Opinion
Decided June, 1888.
A son living at the time of the execution of his father's will cannot contest the allowance of the will on the ground that he is not named or referred to in it.
APPEAL, from a decree of the judge of probate, allowing the will of Emmons McIntire. The appellant, a son of the deceased, born before the will was made, is not named or referred to in the will. He makes no objection to the allowance of the will except the omission to name or refer to him. The court dismissed the appeal, and the appellant excepted.
Drew Jordan, for the plaintiff.
O. Ray and W. S. Ladd, for the defendant.
Every child or issue of a child of a deceased testator not named or referred to in his will, and who is not a devisee or legatee, shall be entitled to the same portion of the estate, both real and personal, as he would have been had the deceased died intestate. G. L., c. 193, s. 10; Gage v. Gage, 29 N.H. 533; Farnum v. Bryant, 34 N.H. 9.

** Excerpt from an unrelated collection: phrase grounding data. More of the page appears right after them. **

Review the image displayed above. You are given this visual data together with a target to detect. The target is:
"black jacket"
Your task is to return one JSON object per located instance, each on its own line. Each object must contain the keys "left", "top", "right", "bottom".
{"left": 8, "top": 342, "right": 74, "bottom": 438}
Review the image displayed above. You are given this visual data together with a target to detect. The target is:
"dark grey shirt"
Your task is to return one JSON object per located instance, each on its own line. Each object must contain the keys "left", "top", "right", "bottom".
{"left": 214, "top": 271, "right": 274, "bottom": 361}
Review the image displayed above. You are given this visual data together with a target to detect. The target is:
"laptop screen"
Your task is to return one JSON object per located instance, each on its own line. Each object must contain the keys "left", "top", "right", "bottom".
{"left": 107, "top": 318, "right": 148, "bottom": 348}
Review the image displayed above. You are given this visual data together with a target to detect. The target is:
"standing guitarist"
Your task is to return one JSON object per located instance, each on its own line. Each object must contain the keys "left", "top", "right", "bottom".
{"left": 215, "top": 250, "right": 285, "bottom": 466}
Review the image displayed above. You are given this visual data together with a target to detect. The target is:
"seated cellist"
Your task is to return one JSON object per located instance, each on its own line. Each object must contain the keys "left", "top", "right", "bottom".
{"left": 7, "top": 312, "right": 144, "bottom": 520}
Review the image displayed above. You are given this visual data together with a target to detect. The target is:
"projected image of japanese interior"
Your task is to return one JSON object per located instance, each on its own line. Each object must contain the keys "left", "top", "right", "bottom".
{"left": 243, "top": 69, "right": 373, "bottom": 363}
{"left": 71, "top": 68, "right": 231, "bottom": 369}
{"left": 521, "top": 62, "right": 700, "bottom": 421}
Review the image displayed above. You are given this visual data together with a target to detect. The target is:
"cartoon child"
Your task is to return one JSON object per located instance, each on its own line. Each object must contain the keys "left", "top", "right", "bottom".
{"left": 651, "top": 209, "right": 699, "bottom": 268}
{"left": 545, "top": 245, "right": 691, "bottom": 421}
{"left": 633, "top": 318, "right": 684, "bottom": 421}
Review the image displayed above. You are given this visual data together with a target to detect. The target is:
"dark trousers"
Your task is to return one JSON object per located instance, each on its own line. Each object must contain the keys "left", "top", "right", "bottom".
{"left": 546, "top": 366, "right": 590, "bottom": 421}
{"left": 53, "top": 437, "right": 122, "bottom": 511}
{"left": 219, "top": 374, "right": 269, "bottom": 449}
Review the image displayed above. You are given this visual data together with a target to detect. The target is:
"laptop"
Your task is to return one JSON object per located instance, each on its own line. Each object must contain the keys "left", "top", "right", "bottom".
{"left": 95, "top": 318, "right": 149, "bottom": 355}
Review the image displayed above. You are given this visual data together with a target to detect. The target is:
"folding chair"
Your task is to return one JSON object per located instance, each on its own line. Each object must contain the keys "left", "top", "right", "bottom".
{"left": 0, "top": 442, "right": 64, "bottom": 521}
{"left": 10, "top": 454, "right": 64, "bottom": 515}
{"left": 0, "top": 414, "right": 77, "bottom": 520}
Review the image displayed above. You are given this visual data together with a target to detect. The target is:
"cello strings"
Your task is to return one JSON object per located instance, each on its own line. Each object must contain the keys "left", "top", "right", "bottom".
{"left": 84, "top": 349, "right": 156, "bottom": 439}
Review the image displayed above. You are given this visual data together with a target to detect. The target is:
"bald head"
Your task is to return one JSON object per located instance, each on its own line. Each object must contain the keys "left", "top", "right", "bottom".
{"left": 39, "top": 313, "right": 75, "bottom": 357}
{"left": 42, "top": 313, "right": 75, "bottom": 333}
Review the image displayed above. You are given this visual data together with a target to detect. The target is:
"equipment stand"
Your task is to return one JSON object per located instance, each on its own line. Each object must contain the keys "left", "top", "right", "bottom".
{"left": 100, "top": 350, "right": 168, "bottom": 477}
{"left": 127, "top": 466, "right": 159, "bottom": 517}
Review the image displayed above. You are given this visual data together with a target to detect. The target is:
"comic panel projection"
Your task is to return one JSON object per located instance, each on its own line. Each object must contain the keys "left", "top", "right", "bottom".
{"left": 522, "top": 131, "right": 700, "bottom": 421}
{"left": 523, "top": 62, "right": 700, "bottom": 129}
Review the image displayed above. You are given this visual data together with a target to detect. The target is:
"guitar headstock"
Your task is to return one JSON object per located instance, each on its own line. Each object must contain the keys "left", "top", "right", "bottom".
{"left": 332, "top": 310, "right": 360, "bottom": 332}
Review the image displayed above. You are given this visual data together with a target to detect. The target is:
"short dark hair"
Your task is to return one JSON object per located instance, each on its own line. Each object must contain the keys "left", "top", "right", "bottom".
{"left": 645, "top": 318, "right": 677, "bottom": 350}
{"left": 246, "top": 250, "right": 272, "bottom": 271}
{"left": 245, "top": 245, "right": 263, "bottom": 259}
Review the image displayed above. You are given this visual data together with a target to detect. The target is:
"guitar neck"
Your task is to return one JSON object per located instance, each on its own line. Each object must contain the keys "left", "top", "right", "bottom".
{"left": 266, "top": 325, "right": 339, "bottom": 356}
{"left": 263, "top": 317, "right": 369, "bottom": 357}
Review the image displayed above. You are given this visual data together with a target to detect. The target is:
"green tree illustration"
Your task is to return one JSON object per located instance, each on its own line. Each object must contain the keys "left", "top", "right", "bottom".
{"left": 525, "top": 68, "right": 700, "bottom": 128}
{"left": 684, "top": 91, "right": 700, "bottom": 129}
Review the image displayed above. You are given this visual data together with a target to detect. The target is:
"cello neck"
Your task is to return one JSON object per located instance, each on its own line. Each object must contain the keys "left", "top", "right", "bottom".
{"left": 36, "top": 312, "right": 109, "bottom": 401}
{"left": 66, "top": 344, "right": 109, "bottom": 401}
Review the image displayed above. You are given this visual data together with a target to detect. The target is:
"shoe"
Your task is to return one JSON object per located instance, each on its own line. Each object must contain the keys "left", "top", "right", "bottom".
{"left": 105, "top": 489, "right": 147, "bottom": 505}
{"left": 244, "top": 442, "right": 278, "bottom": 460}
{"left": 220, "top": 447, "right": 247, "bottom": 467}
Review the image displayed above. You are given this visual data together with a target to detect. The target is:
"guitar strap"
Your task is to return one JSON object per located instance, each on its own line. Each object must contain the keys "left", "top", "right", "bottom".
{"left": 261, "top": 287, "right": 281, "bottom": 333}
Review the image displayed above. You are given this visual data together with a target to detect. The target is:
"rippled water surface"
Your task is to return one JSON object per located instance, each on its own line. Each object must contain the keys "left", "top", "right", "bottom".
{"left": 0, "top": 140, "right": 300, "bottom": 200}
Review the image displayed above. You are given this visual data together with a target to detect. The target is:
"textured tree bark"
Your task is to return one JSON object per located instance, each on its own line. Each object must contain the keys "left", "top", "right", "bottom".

In such a case, if the property not devised or bequeathed shall be insufficient to satisfy the just share of the child, after allowing the advancements received by him, the insufficiency shall be contributed in just proportion from the property devised or bequeathed. G. L., c. 193, s. 11. The rights of the appellant are independent of the will, and are not affected by it.
Exception overruled.
CARPENTER, J., did not sit: the others concurred.